Speaker Specifications: How to read between the lines
Before listening to any speaker system, the manufacturer’s specifications provide a basis for comparison. Through a variety of tests to determine the sonic quality and electrical characteristics of the speakers, manufacturers determine the numbers intended to reveal the performance of their systems. However, results can, and often are, presented in an ambiguous manner that appears to enhance the specs of a system. In order to reveal these possibilities, careful examination of each specification is necessary.
· Drivers: The actual speakers used in the cabinet. The physical components of a speaker are fairly simple. The cabinet, or enclosure, is the wood or plastic box that contains the drivers, or speakers, and the electronics involved in making the sound, such as an amplifier and crossover networks. This specification indicates the size and type of transducers (speakers) used.

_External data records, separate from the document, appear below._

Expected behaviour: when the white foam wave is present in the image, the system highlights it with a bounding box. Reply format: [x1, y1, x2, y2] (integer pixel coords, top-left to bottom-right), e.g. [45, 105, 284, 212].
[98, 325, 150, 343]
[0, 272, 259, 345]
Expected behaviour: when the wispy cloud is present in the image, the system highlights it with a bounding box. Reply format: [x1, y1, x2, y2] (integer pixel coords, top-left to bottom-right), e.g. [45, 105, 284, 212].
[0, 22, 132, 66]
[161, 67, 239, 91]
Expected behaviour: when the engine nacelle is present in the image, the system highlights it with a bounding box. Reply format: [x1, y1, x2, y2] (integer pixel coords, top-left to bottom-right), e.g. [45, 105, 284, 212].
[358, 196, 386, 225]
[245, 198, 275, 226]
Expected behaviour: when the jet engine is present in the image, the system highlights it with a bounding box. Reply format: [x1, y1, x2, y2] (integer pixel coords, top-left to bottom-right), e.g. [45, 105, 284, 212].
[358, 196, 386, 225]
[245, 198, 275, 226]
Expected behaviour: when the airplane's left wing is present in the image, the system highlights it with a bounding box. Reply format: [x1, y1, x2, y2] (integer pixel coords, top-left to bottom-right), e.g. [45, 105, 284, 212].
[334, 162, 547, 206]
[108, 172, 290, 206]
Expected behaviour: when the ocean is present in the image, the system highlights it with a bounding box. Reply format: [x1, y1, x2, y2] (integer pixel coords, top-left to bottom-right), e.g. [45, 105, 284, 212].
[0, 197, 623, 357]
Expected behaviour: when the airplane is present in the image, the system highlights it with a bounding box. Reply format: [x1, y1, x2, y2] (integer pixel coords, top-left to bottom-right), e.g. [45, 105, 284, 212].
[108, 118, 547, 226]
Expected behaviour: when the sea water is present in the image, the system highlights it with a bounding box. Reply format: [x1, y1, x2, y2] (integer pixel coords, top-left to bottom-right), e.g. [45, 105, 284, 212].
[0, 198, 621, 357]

The number of drivers is very revealing as to the nature of the speaker system. When there are more speakers, they can be tailored to fit particular sound spectrums as each component handles just part of the frequency range. In a two way system, low and mid frequencies are reproduced by the woofer while a tweeter reproduces the highs. A three way system is when a subwoofer reproduces the lowest frequencies, a mid range woofer powers the intermediate frequencies, and the tweeter provides the high frequencies. When a transducer handles a smaller frequency band, it can handle higher levels of power; sound is energy and if they are reproducing a more limited range of energy, they can handle higher levels.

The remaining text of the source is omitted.